O conceito de genetização foi sugerido por Lippman (1991), que entende ser esse um processo contínuo pelo qual as diferenças entre os indivíduos são reduzidas aos seus códigos de DNA, ou seja, muitos dos distúrbios, comportamentos e variações psicológicas são definidas, pelo menos parcialmente, como genéticos em sua origem. Esse processo se refere, também, às intervenções em que tecnologias genéticas são adotadas para lidar com problemas de saúde. No entanto, conforme apontam Shostak et al. (2008), informação genética nem sempre acarreta genetização, que, por sua vez, não conduz inevitavelmente à medicalização, tendo em vista que depende de como a informação genética é interpretada. Apesar disso, o potencial da medicina genética expandir a medicalização existe e é reconhecido por diversos estudiosos (CONRAD, 2013).

Ainda nesse contexto biotecnológico, Clarke e Shim (2011) colocam que práticas que enfatizam as transformações de doenças, disfunções ou defeitos corporais por meios tecnocientíficos dizem respeito à biomedicalização.

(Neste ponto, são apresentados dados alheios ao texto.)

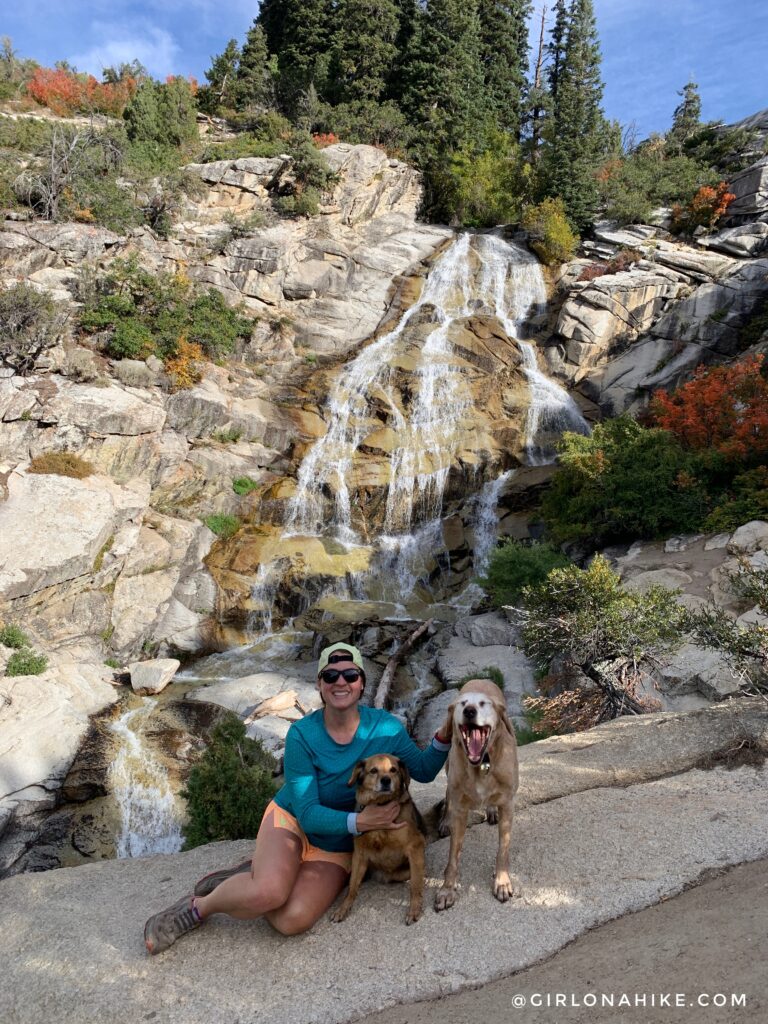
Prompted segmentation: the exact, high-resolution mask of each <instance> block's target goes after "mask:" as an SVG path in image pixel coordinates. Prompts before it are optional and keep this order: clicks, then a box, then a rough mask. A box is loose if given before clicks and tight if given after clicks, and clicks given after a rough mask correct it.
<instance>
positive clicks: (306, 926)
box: [266, 903, 317, 935]
mask: <svg viewBox="0 0 768 1024" xmlns="http://www.w3.org/2000/svg"><path fill="white" fill-rule="evenodd" d="M266 920H267V921H268V922H269V924H270V925H271V926H272V928H273V929H274V931H275V932H280V934H281V935H301V933H302V932H308V931H309V929H310V928H311V927H312V925H313V924H314V923H315V922H316V921H317V918H316V916H313V915H312V914H311V913H309V912H308V911H307V909H306V907H302V906H291V904H290V903H289V904H287V905H286V906H281V907H279V908H278V909H275V910H272V911H270V912H269V913H267V914H266Z"/></svg>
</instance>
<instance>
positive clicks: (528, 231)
mask: <svg viewBox="0 0 768 1024" xmlns="http://www.w3.org/2000/svg"><path fill="white" fill-rule="evenodd" d="M522 226H523V227H524V229H525V230H526V231H527V232H528V234H529V236H530V248H531V249H532V250H534V252H535V253H536V254H537V255H538V256H539V257H540V259H541V260H542V261H543V262H544V263H546V264H547V266H552V265H554V264H556V263H566V262H567V261H568V260H569V259H570V258H571V257H572V255H573V253H574V252H575V247H577V245H578V244H579V236H578V234H575V233H574V232H573V230H572V228H571V226H570V224H569V223H568V218H567V216H566V213H565V205H564V204H563V201H562V200H561V199H545V200H543V201H542V202H541V203H539V205H538V206H529V207H526V208H525V210H524V211H523V215H522Z"/></svg>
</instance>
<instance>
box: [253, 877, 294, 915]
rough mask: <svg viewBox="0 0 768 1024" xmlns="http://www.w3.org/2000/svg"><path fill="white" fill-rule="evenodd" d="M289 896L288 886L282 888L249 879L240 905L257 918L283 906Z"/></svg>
mask: <svg viewBox="0 0 768 1024" xmlns="http://www.w3.org/2000/svg"><path fill="white" fill-rule="evenodd" d="M290 895H291V889H290V886H285V887H283V886H280V885H274V884H266V883H265V882H262V881H259V880H254V879H251V884H250V885H249V886H248V887H247V889H246V891H245V892H244V893H243V898H242V900H241V905H242V908H243V909H244V910H245V911H247V912H249V913H250V914H252V915H253V916H254V918H258V916H260V915H261V914H262V913H269V912H270V911H272V910H276V909H278V908H279V907H281V906H283V904H284V903H285V902H286V900H287V899H288V897H289V896H290Z"/></svg>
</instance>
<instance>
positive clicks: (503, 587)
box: [478, 540, 568, 607]
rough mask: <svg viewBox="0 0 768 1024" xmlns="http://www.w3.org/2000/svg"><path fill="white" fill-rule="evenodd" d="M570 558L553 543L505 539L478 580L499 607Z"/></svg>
mask: <svg viewBox="0 0 768 1024" xmlns="http://www.w3.org/2000/svg"><path fill="white" fill-rule="evenodd" d="M567 564H568V559H567V558H566V557H565V555H563V554H562V552H561V551H558V549H557V548H555V547H554V546H553V545H552V544H548V543H546V542H544V543H532V544H526V543H524V542H522V541H512V540H509V541H505V543H504V544H502V545H501V546H500V547H498V548H496V549H495V551H494V552H493V553H492V555H490V561H489V563H488V567H487V571H486V573H485V575H484V577H483V578H482V579H481V580H479V581H478V583H479V584H480V586H481V587H482V588H483V590H486V591H487V592H488V594H489V595H490V599H492V601H493V602H494V604H495V605H496V606H497V607H501V606H502V605H504V604H514V603H515V601H516V600H517V599H518V597H519V596H520V594H521V592H522V589H523V587H528V586H530V585H531V584H537V583H542V582H543V581H544V580H546V579H547V575H548V574H549V572H550V571H551V570H552V569H554V568H561V567H562V566H563V565H567Z"/></svg>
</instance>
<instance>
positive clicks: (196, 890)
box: [195, 860, 251, 896]
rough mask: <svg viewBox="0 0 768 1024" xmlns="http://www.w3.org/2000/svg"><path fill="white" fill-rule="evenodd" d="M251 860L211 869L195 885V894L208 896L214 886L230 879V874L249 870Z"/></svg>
mask: <svg viewBox="0 0 768 1024" xmlns="http://www.w3.org/2000/svg"><path fill="white" fill-rule="evenodd" d="M250 870H251V861H250V860H244V861H243V863H242V864H238V866H237V867H222V868H221V869H220V870H218V871H211V873H210V874H204V876H203V878H202V879H201V880H200V881H199V882H198V883H196V885H195V895H196V896H209V895H210V894H211V893H212V892H213V890H214V889H215V888H216V886H218V885H221V883H222V882H224V881H226V879H230V878H231V877H232V874H240V873H241V872H243V873H245V872H246V871H248V872H250Z"/></svg>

O termo biomedicalização foi sugerido por Clarke et al. (2003), os quais entenderam haver uma mudança da medicalização para a biomedicalização, na medida em que procedimentos são realizados em grande parte mediante rápidas intervenções de alta tecnologia não só para o tratamento, mas cada vez mais para o aumento ou otimização (CLARKE; SHIM, 2011). Entretanto, enquanto Clarke et al. (2003) entendem que houve uma mudança, Conrad (2013) defende que a medicalização não sofreu alteração, mas intensificação, discordando com a proposição desses autores, pois acredita que o conceito de biomedicalização abrange um conjunto de mudanças que compromete o foco da medicalização em si.

Com efeito, a área classificada como novo agente da medicalização reconhecida por Conrad (2007), que combina genética e medicalização, é a de aprimoramento biomédico, a qual determina o uso de meios médicos para melhorar o corpo ou a performance humana e permite novas formas de medicalização. O aprimoramento biomédico pode ser alcançado por meio de medicamentos, cirurgias, ou outras intervenções médicas com a finalidade de aprimorar a mente, o corpo ou a performance de um indivíduo. Exemplos são as cirurgias plásticas e o uso de esteroides, hormônios e medicamentos estimulantes para melhorar performance física. Para Conrad (2007), a medicalização pode incorporar esses desenvolvimentos, contudo, Gabe et al. (2015) argumentam que o conceito de farmaceuticalização é necessário para capturar a importância crescente de produtos farmacêuticos como uma forma específica da medicina, dentro e além da medicalização. Sobre isso, Conrad (2013) reconhece a farmaceuticalização como um fenômeno que impulsiona a medicalização e a torna global. Desse modo, a farmaceuticalização diz respeito, especificamente, ao crescente uso de

medicamentos como fenômeno social e pode ser entendida como complementar à medicalização.